World

Between Baghdad and the volatile Sunni triangle city of Ramadi, US and Iraqi forces arrested or killed 86 Al Qaeda suspects over the weekend, some of them suspected of planning to target members of Prime Minister Nouri al-Maliki's family. Among those taken into custody: seven members of Health Minister Ali al-Shemari's guard detail. A furious Shemari called the arrests "a provocation" and demanded an end to US military operations. Shemari is allied with radical Shiite cleric Moqtada al-Sadr, reports said,

The first photographs of Fidel Castro since he underwent major surgery two weeks ago were posted Sunday on the website of a communist youth newspaper in Cuba, accompanied by a statement from him coinciding with his 80th birthday. The dictator asked Cubans to be "optimistic" about his health but "at the same time to be ready to face any adverse news." He said it "would be absolutely incorrect" to believe his recovery from the surgery "will take a short time."

Amid growing indications that a partial recount of votes won't alter the outcome of Mexico's presidential election, defeated leftist candidate Andrés Manuel López Obrador tried a new strategy over the weekend. The former mayor of Mexico City asked the nation's electoral court to throw out results from almost 5,000 polling places, alleging that between the discovery of previously uncounted ballots and the disappearance of others, more than 100,000 votes are affected. The outcome of the July 2 election has yet to be certified officially, but conservative rival Felipe Calderón is considered the winner by a margin of 0.58 percent, or about 244,000 votes. Although López Obrador campaigned on the theme that governments should not intervene in each other's affairs, he appealed Friday for international pressure to force a full recount.

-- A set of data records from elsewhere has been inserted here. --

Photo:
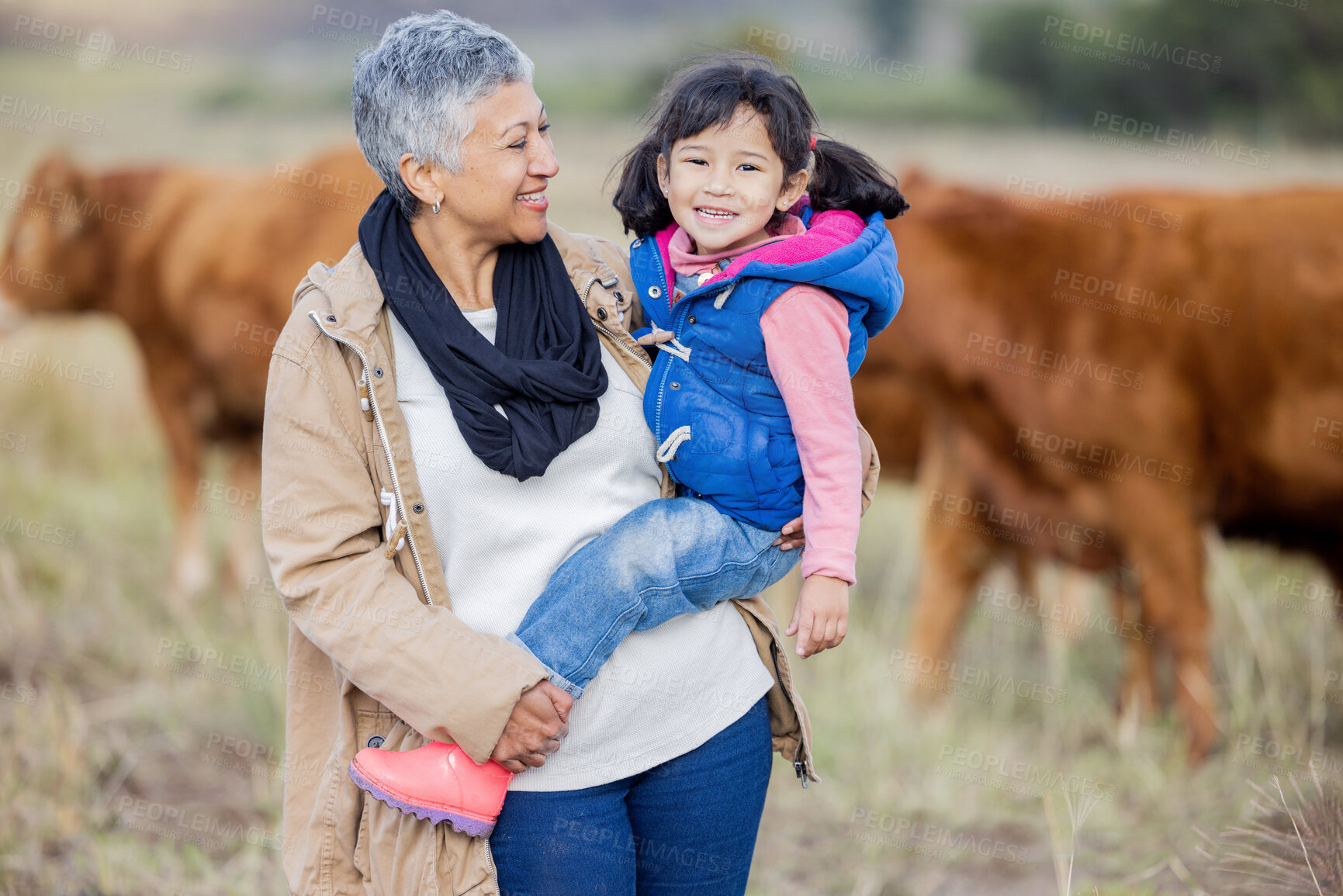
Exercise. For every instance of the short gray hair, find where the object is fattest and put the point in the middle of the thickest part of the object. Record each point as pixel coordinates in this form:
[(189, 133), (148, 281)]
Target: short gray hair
[(414, 90)]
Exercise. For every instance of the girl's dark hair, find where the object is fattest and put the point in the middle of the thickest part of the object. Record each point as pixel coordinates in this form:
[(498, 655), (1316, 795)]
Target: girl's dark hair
[(707, 95)]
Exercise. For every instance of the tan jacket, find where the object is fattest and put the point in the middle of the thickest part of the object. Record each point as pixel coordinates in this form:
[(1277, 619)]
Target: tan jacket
[(374, 645)]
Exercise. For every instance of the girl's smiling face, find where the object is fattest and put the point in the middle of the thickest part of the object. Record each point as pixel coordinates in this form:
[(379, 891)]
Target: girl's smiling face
[(724, 183)]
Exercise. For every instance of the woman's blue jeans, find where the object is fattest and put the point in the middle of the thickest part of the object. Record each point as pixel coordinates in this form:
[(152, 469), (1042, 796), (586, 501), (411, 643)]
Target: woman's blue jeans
[(661, 560), (687, 826)]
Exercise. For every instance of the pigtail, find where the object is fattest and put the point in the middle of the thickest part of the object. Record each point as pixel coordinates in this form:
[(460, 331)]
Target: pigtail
[(846, 178), (639, 198)]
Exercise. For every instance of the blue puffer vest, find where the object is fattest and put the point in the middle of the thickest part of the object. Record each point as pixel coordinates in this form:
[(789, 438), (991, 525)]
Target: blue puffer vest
[(711, 400)]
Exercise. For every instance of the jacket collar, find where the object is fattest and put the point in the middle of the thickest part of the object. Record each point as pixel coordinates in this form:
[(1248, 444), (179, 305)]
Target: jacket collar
[(356, 301)]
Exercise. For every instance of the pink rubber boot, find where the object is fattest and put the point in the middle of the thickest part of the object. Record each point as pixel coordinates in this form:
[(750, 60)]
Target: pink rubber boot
[(438, 782)]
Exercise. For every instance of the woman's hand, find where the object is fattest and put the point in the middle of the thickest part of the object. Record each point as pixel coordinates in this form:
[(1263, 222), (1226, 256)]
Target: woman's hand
[(793, 536), (538, 721), (821, 618)]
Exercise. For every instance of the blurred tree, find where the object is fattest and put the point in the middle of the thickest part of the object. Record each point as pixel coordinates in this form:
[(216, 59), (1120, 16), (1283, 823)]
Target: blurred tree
[(1280, 67), (892, 23)]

Tamil separatist rebels hastily denied reports that they had offered peace negotiations to the government of Sri Lanka and said discussions are "impossible" given the current level of fighting with the armed forces. Earlier Sunday, a senior government official told journalists that the offer of renewed peace talks had been extended through European cease-fire monitors at the end of last week and "we accepted." But over the weekend the two sides engaged in the heaviest fighting since the signing – in 2002 – of a truce. On the Jaffna peninsula, rebel units reportedly broke through government defenses, killing or wounding 114 soldiers.

Residents of Bakassi, the disputed peninsula between Nigeria and Cameroon, vowed to "die protecting it" rather than see the territory revert to the latter's control today. The World Court ruled four years ago that the peninsula must be ceded to Cameroon, although most of those who live there are of Nigerian birth. The Nigerian government missed a September 2004 deadline for the handover, citing "technical difficulties," but said last June that it would comply within 60 days. The peninsula has offshore oil deposits and rich fishing grounds. It had been guarded by 3,000 Nigerian troops, whose withdrawal is being monitored by observers from the US and European governments. Cameroon has pledged to respect the rights of the residents under a transitional administration that will be in place for five years.

More casualties from typhoon Saomai were discovered Sunday across southeastern China, four days after the powerful storm roared through the region and then weakened into a tropical depression. Authorities raised the number of deaths to 134 and said 163 other people remain missing. The Xinhua news agency put the overall economic loss at $1.45 billion, although continuing rain and subsequent landslides could raise the total. More than 20,000 soldiers and military police were mobilized to help clear damage from Saomai, the strongest storm to strike China in a half-century.